Prior to signing back on with Bloomberg, Tusk worked primarily for Democrats (he did a stint with former Illinois Gov. Rod Blagojevich and ended up testifying against him). The presence of his firm on the state GOP’s filing did not sit well with at least one Republican operative, who told me:
“It’s outrageous that Ed Cox would pay a Democratic operative this sort of money. It’s yet another nail in his coffin. This will certailny get the grassroots up in arms. He may not be able to hold out until September.”
(Remember: Cox has a year remaining in his tenure as chairman, and no formal mechanism exists for his mid-term removal).
UPDATE: State GOP Executive Director/acting spokesman Tom Basile writes:
“The payments made were for mail that was done by the State Party in support of Harry Wilson’s campaign.”
“Mr. Tusk’s firm was used at the specific request of the Wilson campaign. When the State Party creates candidate-specific mail in support of campaigns, we endeavor to use the campaign’s preferred vendors.”
“This practice often leads to cost savings with respect to list generation, graphics design and other elements of the mail.”
Nov 30th - 3:35 pm
Fresh off re-election to his leadership post by his colleagues, Assembly Speaker Sheldon Silver headed into a closed-door lunch with Governor-elect Andrew Cuomo insisting all will be smooth sailing between New York’s two top Democrats heading into a difficult budget year.

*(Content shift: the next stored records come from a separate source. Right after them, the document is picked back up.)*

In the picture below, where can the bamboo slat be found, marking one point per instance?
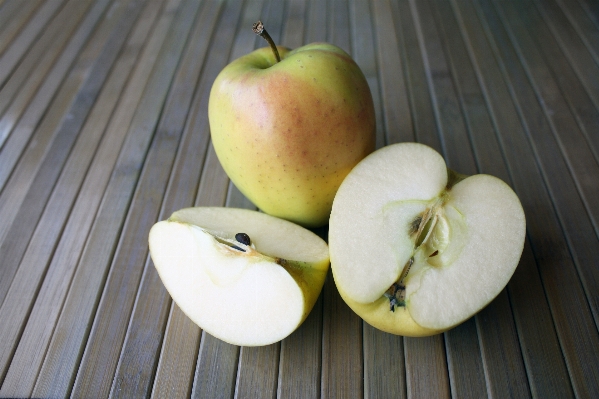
(104, 130)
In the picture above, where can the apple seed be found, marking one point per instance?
(396, 295)
(243, 238)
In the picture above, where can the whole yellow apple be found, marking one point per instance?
(287, 133)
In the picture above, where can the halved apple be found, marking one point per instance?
(416, 248)
(243, 276)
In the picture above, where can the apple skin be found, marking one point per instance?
(288, 133)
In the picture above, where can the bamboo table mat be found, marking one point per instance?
(104, 131)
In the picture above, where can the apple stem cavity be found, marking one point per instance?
(258, 29)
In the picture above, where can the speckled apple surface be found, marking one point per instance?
(288, 133)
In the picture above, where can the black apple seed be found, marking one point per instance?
(243, 238)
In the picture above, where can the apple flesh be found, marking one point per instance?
(243, 276)
(416, 248)
(287, 133)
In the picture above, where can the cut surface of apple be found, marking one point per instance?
(416, 248)
(243, 276)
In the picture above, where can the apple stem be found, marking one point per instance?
(258, 29)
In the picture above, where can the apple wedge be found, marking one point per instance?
(243, 276)
(417, 249)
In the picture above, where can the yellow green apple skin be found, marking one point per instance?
(288, 133)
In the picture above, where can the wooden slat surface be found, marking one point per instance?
(104, 131)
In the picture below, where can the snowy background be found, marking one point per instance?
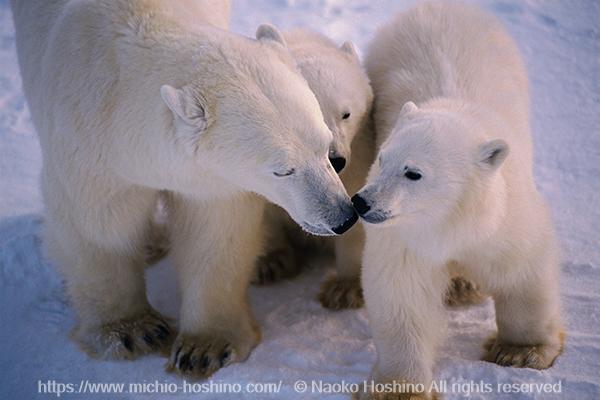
(560, 41)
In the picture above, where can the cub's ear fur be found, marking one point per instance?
(348, 47)
(491, 154)
(269, 32)
(408, 107)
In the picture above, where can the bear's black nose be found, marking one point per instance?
(338, 230)
(360, 204)
(338, 163)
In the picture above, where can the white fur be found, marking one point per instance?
(452, 104)
(341, 87)
(133, 97)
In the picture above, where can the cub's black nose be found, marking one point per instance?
(360, 204)
(338, 230)
(338, 163)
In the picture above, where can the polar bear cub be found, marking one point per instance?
(129, 100)
(453, 185)
(341, 86)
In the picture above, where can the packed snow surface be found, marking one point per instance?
(560, 41)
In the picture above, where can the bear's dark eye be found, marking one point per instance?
(285, 173)
(412, 175)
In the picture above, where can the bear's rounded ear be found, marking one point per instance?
(348, 47)
(187, 108)
(408, 107)
(491, 154)
(269, 32)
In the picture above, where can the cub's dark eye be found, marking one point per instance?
(285, 173)
(412, 175)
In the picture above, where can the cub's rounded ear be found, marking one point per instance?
(408, 107)
(186, 106)
(348, 47)
(490, 155)
(269, 32)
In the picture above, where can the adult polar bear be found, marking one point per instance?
(341, 86)
(451, 99)
(93, 74)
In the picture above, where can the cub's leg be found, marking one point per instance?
(98, 247)
(528, 317)
(403, 297)
(343, 289)
(214, 246)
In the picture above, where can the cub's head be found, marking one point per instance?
(255, 123)
(432, 161)
(343, 91)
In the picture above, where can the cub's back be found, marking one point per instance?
(451, 50)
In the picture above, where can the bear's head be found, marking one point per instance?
(434, 166)
(256, 124)
(344, 94)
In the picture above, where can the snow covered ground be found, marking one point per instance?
(560, 41)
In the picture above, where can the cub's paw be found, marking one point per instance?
(127, 338)
(365, 394)
(276, 266)
(462, 292)
(202, 355)
(340, 293)
(539, 356)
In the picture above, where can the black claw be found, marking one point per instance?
(149, 340)
(184, 362)
(205, 362)
(177, 355)
(161, 332)
(224, 358)
(127, 342)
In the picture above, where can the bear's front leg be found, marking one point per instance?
(214, 246)
(342, 289)
(404, 301)
(98, 246)
(528, 317)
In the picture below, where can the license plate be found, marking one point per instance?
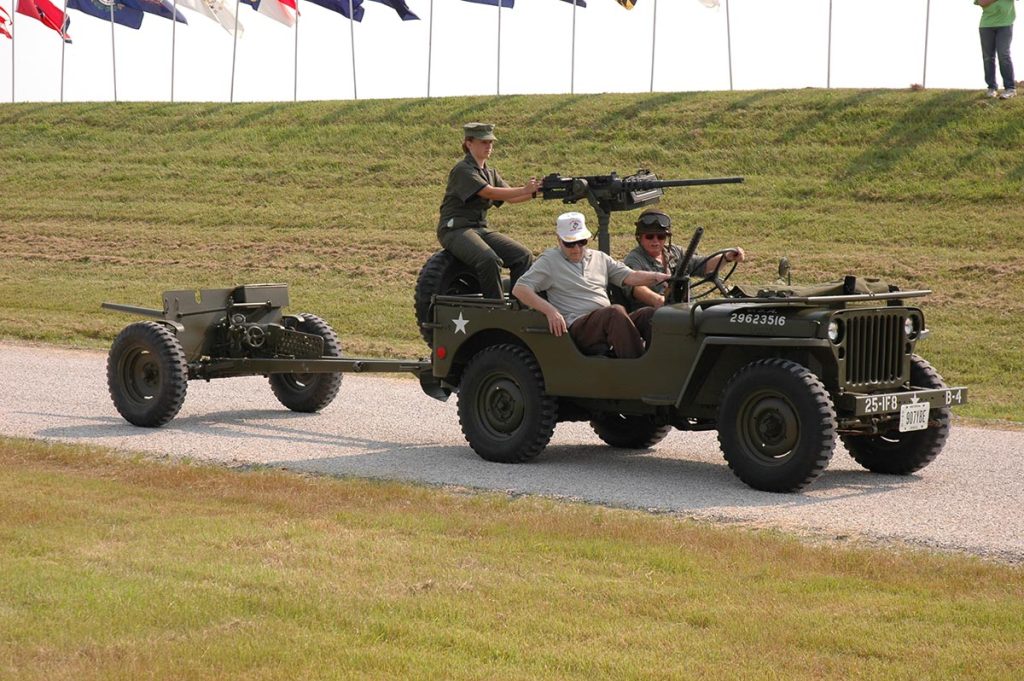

Asked if he could foresee any problems between himself and Cuomo, Silver replied: “Absolutely not.”
“I see no problems ahead for me and Andrew Cuomo,” the speaker continued. “We have known each other for many years. We’ve been friends for many years, and I can see us moving forward in these difficult economic times to right the ship of state of New York.”
NY1′s Erin Billups asked Silver if he had any advice for Cuomo on how to avoid the pitfalls of dealing with the Legislature suffered by his predecessors.
“I think the governor-elect has shown the appropriate respect to the Legislature,” the speaker replied.
“I think he understands that we’re all going to be partners in government, and, just like he’s doing today, coming, explaining – hopefully a free-for-all dialogue – with the members of the Assembly Democratic conference in order to move and forge a consensus on an agenda for this year.”